I believe this is the third book by Harper Fox I am reading (should probably make some notes in the future about the other two). The summary goes like this:

When Laurie, son of a wealthy London baronet, takes a homeless young man off the bitter winter streets, he only means to shelter him. But Sasha is beautiful and passionate, and he knows what he wants. Soon the two are entangled in a wild and illicit romance. Sasha, an illegal alien, has dangerous connections and a violent underworld past that won’t let him go. Privileged Laurie has problems of his own -- a brutal father who holds the keys to Laurie’s golden cage and would rather kill him than accept his son and heir is gay, let alone in love with a street urchin. Laurie’s only hope is to run. In a Romani encampment with Sasha, he finds not only a safe haven but sexual fulfilment beyond his wildest dreams.

But their new happiness is fragile. Sasha’s secrets run too deep, and he vanishes, leaving Laurie desolate, as much an exile in his own city as Sasha has been. Now Laurie must grow up and find his own strength. Can he break free of his suffocating aristocratic world in time to save his lover and himself?

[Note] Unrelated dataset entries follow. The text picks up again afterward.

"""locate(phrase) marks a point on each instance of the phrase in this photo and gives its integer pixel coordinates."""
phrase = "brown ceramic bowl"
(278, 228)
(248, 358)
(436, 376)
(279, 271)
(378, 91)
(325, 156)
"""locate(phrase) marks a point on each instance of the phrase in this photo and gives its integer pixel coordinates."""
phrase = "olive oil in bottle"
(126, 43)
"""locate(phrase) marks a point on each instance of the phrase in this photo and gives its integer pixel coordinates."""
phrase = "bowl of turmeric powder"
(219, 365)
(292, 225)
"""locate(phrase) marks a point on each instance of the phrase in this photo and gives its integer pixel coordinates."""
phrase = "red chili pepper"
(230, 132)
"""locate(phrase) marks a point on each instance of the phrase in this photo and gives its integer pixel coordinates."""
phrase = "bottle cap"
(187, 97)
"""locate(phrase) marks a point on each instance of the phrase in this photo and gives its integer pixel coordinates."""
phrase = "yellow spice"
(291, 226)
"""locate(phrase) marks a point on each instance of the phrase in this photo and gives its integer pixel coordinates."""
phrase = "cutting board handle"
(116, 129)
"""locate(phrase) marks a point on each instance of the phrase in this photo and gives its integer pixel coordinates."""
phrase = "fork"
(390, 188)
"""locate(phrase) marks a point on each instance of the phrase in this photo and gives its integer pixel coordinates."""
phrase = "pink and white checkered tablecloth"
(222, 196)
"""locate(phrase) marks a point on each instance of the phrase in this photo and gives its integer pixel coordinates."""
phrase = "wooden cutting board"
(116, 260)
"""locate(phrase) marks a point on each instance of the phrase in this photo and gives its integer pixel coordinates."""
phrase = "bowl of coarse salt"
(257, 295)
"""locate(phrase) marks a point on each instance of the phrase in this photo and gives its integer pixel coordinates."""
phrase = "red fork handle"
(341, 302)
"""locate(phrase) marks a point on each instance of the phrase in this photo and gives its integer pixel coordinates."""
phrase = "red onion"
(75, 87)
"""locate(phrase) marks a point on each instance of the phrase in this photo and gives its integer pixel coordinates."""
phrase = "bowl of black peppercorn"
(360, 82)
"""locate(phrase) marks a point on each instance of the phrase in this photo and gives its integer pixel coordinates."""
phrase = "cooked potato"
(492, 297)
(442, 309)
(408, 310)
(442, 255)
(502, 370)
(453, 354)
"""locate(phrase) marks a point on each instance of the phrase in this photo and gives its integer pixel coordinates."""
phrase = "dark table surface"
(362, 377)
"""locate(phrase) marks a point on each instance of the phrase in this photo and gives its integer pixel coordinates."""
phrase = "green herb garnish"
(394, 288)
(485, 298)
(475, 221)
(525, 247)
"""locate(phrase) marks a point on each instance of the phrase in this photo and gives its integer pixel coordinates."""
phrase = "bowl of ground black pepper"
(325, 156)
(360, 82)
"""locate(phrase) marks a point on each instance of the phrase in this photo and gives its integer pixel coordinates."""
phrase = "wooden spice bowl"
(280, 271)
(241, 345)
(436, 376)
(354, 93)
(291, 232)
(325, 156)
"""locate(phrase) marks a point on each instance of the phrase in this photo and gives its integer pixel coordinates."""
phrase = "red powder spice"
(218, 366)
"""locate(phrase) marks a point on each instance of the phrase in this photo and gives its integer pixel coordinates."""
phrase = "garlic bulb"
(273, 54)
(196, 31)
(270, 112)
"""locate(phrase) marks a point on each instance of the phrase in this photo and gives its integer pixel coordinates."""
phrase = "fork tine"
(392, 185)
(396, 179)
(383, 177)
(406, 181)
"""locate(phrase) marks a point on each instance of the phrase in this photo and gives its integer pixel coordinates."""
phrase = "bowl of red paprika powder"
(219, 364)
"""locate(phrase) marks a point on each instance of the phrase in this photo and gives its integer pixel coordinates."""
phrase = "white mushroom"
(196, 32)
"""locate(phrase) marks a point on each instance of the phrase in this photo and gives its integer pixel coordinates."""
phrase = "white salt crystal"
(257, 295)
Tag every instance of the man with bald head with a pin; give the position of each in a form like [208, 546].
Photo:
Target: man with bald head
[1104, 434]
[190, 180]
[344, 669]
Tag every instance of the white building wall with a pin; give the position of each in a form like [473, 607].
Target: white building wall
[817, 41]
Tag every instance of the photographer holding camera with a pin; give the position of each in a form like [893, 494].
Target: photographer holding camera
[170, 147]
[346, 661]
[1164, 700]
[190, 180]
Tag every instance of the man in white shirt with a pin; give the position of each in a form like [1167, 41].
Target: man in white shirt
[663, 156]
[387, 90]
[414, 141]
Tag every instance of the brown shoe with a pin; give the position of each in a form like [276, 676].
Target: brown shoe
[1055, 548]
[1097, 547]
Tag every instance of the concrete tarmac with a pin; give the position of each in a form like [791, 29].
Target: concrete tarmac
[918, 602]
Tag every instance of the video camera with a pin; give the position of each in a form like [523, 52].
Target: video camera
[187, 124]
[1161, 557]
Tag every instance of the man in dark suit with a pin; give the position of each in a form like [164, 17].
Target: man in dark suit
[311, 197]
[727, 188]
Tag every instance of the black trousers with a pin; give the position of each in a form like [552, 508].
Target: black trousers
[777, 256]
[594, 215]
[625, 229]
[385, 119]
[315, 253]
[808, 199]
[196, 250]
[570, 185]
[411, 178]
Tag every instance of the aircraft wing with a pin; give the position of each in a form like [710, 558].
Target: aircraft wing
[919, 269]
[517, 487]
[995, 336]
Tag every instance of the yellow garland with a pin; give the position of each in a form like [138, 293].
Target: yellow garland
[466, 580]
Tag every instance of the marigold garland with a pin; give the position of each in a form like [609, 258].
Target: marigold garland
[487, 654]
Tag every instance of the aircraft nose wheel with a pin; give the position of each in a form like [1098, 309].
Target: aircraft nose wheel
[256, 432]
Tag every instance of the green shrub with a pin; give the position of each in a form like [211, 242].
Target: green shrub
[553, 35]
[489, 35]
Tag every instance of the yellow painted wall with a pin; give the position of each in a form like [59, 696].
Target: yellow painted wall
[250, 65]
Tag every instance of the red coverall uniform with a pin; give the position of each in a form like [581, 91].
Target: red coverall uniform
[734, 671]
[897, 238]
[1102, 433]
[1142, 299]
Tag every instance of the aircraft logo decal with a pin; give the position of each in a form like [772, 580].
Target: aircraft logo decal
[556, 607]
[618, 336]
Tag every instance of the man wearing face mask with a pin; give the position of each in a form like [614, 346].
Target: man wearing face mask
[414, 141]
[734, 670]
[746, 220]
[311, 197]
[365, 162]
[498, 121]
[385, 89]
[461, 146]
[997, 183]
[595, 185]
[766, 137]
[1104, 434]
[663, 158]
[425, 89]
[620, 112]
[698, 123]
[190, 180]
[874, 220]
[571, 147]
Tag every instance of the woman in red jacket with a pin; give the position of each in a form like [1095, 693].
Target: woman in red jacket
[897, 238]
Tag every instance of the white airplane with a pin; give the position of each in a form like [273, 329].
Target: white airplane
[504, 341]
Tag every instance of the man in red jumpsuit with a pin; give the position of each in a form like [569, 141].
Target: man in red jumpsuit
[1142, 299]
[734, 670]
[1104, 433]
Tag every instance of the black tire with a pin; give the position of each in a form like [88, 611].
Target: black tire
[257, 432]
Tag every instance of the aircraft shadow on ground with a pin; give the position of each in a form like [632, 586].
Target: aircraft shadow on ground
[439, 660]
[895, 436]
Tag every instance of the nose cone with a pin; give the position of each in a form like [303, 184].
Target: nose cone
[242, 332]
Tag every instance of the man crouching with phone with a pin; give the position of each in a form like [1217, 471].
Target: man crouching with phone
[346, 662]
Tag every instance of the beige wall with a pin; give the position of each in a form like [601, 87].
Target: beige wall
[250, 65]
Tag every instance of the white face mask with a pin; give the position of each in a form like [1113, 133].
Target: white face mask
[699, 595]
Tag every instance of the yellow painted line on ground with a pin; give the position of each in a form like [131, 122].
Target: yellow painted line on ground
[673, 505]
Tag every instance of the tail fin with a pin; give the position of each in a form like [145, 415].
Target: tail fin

For some reason that summary gave me an impression I was in for a Regency romance. I was wrong, although there is enough drama here for two Regency stories. In fact, it would probably work better in a historical novel than in a contemporary one. Villainous father was nearly opera-level villainous. Which for me is a problem because Evil Characters feel too much like handy plot devices. Sasha's "deep-running" secrets were also somewhat unconvincing, in a "honey, I need to confess: for the last ten years I was a spy/ assassin/ olive oil importer mafia boss" way. Or maybe combination of the two was the real problem? I wish the author picked either the evil!father or Sasha-with-secrets, not both in the same story. All troubles were (too) conveniently resolved in the end of the story, which proves my point: it was an overdose of problems for one novel.

Harper Fox specializes in pulling her characters through some serious emotional turmoil and takes readers along for the ride. Only after the story ends, you are left wondering why the characters did everything in such a melodramatic fashion. Yet for some reason, this time I started wondering about the excess of angst much earlier than the end of the book. I just couldn't stop thinking that there were more rational ways to do things than the main character did. When you want to give the character a kick in the ass, it gets a little harder to sympathize with him.